Retirees in the Peace Corps bring extra experience
Most Americans think of a Peace Corps volunteer as a hippie straight out of college. While the average age of those serving is 28, seven percent of approximately eight thousand volunteers worldwide are over 50. Although retired volunteers may face slightly different challenges overseas than their younger counterparts, they also arrive in their host countries with experiences that benefit their service personally and professionally.
Peace Corps literature emphasizes the benefits of serving later in life: “50-plus volunteers are generally accorded respect for their age and wisdom, and often mentor younger volunteers.” Native Minnesotans Linda and David Hebenstreit, both in their 60s, were sworn in as Peace Corps Volunteers in Krivoy Rog, Ukraine in December 2012. The Hebenstreits are both English language education volunteers, which allows Linda to draw upon her teaching experience from back in the States. This summer, they ran a large summer camp for Ukrainian students and teens that focused on creativity and leadership. It featured a video greeting personally recorded for the camp by the mayor of Duluth, Linda’s hometown.
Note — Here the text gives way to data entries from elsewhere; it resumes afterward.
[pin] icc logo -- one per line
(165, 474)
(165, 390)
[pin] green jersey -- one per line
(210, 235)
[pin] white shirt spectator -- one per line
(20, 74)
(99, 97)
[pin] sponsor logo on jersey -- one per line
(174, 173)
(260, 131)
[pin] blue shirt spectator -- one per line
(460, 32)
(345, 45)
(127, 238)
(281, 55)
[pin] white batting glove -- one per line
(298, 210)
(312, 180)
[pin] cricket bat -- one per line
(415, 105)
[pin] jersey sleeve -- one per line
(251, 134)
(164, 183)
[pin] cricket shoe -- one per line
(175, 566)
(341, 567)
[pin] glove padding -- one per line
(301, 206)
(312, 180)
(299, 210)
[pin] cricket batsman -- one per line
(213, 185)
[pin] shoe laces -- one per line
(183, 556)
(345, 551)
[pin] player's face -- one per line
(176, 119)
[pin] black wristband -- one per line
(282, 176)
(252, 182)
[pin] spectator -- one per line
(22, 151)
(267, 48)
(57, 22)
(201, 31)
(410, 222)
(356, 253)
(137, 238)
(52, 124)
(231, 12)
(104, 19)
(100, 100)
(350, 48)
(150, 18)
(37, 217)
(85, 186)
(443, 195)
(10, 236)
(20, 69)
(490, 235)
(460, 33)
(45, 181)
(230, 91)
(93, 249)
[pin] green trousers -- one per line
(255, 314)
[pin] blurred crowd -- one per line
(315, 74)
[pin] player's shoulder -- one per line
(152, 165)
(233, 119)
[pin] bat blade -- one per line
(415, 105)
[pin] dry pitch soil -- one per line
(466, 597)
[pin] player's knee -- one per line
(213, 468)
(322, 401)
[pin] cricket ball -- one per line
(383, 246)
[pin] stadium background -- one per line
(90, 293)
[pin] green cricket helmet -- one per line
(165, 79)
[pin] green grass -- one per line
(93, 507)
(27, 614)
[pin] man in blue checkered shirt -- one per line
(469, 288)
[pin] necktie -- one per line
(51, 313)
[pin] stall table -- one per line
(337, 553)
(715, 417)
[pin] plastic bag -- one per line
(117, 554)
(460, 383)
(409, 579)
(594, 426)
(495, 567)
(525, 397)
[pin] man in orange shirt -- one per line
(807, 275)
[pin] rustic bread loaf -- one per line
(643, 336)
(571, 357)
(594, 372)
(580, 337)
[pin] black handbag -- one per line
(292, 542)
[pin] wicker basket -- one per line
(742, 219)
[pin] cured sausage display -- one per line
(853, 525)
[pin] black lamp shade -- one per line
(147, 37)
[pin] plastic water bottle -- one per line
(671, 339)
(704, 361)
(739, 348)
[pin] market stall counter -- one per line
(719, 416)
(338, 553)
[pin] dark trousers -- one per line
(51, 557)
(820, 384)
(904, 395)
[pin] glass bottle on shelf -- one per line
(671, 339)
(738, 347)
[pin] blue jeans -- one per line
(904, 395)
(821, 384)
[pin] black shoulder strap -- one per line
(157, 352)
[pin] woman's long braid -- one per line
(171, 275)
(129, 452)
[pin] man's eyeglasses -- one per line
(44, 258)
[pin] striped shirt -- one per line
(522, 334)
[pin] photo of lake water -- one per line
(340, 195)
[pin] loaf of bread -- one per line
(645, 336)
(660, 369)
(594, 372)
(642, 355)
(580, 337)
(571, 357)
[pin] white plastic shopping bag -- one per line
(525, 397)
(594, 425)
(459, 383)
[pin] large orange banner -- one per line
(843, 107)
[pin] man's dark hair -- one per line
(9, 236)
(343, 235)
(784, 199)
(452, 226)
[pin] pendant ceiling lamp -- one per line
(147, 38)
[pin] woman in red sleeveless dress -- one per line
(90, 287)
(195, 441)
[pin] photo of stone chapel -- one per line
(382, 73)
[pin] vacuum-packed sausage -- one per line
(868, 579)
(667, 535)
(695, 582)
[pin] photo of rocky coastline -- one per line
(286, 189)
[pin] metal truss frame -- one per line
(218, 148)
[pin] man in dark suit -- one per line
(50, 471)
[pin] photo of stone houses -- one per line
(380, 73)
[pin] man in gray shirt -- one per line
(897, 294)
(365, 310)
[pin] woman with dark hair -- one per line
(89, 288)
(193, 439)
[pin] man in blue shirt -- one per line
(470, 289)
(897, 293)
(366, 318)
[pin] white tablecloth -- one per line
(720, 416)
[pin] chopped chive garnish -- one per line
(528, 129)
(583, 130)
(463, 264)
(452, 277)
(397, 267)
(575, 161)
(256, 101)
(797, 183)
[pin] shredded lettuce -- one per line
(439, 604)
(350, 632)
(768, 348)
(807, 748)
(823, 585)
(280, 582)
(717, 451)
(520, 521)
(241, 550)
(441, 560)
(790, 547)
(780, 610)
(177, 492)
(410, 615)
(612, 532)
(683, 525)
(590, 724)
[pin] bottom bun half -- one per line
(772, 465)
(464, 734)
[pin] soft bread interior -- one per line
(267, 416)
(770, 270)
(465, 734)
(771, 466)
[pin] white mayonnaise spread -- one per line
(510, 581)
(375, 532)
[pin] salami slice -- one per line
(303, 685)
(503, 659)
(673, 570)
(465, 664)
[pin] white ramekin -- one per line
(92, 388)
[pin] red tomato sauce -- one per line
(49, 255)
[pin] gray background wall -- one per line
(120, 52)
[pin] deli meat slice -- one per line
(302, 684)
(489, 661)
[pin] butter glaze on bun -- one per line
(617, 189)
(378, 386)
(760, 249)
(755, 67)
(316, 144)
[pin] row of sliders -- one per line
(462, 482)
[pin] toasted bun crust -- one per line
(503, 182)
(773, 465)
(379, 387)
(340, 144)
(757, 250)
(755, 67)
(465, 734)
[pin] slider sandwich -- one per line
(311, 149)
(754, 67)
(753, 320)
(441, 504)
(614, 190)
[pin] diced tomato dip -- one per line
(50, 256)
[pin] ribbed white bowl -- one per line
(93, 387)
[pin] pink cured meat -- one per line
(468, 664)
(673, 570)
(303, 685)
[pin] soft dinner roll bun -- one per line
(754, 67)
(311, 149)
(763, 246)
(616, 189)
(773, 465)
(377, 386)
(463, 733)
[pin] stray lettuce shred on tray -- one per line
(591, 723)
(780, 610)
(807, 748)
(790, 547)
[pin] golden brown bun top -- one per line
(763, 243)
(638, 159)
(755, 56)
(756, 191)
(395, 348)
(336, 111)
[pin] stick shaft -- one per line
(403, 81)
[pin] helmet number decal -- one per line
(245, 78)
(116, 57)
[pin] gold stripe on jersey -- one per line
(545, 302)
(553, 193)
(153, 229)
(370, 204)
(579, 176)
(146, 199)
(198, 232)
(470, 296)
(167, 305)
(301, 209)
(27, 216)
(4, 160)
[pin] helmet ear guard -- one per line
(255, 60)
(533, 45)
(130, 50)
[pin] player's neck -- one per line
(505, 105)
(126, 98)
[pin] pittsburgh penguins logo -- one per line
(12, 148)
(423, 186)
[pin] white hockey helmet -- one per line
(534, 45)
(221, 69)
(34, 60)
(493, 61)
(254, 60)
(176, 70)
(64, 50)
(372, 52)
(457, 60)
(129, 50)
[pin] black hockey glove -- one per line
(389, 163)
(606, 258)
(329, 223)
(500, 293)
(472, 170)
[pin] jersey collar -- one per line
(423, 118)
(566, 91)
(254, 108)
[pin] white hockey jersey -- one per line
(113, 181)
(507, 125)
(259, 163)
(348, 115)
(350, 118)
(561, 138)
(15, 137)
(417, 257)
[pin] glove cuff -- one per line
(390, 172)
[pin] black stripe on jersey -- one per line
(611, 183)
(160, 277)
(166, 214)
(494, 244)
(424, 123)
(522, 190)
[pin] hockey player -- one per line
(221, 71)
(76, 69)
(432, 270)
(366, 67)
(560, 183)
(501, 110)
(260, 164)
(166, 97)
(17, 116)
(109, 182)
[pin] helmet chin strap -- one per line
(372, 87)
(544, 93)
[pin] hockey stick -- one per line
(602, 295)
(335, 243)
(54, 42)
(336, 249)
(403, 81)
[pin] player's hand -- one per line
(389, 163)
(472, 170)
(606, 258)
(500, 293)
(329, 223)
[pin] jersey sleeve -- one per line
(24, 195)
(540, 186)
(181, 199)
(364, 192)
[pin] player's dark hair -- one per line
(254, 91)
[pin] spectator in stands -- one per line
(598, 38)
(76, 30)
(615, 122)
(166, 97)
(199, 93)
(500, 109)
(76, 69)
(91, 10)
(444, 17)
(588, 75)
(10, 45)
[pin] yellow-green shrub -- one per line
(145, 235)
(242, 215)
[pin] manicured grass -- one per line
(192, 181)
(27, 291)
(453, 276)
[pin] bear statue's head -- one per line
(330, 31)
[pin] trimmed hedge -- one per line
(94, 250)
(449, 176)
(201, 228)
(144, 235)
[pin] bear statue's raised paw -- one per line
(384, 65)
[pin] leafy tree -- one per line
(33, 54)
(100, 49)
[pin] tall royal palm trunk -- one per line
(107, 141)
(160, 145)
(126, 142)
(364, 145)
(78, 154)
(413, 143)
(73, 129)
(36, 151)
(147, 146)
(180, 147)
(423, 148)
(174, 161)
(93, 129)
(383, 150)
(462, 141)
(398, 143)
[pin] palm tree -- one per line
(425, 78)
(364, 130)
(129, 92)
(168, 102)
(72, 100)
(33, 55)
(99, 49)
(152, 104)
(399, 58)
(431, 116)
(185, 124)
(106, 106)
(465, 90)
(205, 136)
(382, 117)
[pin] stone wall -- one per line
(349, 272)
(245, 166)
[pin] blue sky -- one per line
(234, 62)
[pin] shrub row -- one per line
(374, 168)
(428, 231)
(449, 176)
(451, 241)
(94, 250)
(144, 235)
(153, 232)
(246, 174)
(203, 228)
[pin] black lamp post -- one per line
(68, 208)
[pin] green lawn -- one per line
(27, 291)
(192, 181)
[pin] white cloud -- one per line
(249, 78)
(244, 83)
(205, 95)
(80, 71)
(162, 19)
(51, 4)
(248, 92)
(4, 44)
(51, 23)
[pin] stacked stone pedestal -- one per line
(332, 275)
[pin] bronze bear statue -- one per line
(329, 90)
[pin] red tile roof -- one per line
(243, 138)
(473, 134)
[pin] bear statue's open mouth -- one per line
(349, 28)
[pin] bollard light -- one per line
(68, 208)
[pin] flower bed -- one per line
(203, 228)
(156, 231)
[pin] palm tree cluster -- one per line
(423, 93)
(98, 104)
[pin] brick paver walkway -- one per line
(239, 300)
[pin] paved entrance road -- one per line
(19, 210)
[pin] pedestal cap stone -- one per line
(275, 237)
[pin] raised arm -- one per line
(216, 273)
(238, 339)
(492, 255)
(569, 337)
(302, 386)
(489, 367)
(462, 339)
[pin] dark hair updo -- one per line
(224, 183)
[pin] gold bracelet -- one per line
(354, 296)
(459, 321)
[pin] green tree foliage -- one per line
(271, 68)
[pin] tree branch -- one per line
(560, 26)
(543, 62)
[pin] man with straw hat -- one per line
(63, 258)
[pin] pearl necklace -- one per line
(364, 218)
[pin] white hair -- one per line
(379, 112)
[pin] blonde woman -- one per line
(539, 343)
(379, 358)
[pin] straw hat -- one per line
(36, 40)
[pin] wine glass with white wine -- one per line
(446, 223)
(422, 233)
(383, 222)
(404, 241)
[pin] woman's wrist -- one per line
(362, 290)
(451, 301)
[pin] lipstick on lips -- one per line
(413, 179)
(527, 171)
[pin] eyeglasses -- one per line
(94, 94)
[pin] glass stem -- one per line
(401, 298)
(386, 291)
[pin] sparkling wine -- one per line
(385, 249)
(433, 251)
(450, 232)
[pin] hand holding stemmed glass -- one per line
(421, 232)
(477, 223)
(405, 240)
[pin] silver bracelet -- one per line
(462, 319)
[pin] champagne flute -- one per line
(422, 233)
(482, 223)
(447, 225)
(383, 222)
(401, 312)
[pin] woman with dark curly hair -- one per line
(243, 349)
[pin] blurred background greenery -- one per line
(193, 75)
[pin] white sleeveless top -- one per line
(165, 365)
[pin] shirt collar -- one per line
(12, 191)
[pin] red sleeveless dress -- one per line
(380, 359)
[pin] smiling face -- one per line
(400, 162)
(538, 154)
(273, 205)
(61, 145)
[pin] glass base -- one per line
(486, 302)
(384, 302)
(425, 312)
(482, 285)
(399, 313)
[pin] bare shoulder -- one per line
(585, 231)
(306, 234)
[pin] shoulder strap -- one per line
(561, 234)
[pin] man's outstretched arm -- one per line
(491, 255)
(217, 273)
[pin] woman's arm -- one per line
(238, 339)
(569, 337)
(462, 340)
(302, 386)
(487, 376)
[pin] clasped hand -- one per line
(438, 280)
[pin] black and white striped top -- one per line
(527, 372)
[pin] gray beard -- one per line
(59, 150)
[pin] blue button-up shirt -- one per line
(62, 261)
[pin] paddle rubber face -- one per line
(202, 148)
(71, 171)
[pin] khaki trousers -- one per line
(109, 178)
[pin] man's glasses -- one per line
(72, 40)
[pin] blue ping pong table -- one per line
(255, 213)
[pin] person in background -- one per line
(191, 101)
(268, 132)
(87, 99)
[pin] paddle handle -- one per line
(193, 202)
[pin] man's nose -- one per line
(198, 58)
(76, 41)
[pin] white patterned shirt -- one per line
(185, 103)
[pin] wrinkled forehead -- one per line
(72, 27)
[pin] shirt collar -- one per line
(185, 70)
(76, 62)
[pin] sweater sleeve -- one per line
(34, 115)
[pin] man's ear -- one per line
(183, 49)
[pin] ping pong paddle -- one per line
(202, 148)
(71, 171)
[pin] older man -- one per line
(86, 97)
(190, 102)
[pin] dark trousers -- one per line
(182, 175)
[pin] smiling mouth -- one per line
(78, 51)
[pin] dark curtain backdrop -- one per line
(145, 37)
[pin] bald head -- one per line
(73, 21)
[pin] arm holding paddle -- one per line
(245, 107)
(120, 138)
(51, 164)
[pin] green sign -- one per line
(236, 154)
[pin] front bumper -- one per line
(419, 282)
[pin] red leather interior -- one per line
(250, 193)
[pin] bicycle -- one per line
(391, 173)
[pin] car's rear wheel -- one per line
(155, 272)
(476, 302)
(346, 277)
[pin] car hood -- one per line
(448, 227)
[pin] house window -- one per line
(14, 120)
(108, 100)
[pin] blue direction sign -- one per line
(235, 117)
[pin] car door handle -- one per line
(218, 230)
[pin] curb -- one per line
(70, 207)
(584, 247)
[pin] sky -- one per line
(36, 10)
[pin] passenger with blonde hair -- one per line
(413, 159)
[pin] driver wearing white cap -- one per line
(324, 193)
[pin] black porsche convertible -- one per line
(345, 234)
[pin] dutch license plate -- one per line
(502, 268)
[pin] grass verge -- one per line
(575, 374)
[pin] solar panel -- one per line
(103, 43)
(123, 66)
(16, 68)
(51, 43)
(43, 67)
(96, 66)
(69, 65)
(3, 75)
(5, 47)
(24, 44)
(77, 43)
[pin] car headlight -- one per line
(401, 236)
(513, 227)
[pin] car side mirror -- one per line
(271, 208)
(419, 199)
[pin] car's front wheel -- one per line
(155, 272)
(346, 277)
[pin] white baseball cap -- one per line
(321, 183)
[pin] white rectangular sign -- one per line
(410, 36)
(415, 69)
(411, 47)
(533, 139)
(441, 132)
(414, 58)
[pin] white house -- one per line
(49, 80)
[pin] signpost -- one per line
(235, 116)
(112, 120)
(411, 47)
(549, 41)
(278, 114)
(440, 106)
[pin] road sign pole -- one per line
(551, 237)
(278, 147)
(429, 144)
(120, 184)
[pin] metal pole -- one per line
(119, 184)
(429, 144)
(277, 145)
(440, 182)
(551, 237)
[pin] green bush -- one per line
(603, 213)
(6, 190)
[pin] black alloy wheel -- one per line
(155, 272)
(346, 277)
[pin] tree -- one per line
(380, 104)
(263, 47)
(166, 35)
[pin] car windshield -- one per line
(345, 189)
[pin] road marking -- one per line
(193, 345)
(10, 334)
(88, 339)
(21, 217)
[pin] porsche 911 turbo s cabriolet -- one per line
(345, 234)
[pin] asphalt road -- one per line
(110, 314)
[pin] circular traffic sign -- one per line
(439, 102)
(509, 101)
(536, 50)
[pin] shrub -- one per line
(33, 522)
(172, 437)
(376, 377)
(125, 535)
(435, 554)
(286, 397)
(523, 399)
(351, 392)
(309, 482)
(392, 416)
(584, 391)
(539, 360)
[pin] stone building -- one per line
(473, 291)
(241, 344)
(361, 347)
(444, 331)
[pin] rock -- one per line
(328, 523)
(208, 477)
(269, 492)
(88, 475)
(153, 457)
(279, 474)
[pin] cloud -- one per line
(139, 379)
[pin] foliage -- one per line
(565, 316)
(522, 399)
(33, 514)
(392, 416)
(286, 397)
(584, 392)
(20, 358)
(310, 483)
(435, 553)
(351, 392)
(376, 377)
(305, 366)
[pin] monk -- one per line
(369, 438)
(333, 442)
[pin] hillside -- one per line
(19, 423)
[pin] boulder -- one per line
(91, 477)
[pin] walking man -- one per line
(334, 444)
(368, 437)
While many older volunteers, including Linda and David, cite learning the local language as a challenge, this has not impeded their work. “One of the most important things we do here is English Club,” Linda said. “People are hungry for the opportunity to speak with Americans. Americans carry with them a shine here.” They also have helpful tools like Google translate and, of course, their Ukrainian neighbors. “People are very, very kind,” David said.
Any minute now, the Hebenstreits will become first-time grandparents. While volunteers in the Peace Corps’ early years may have depended on snail mail, many now rely on computers to communicate with faraway family members. “Of course, you can’t have this conversation without mentioning Skype,” David said. The Hebenstreits have used their vacation time to visit their daughter and son-in-law at their home in Belgium, and plan to meet the new baby soon. “We had said we’ll wait until Christmas to visit again,” Linda said. “But now I’m back-pedaling on that.”
The Hebenstreits have 18 months left in Krivoy Rog, and plan to settle somewhere on the sea after their service. They have no regrets about serving. “I think it’s worth letting people know that the Peace Corps really values older volunteers,” Linda said. “We’re very well taken care of. It’s something that we’ll have for the rest of our lives. I’m so glad we decided to do it.”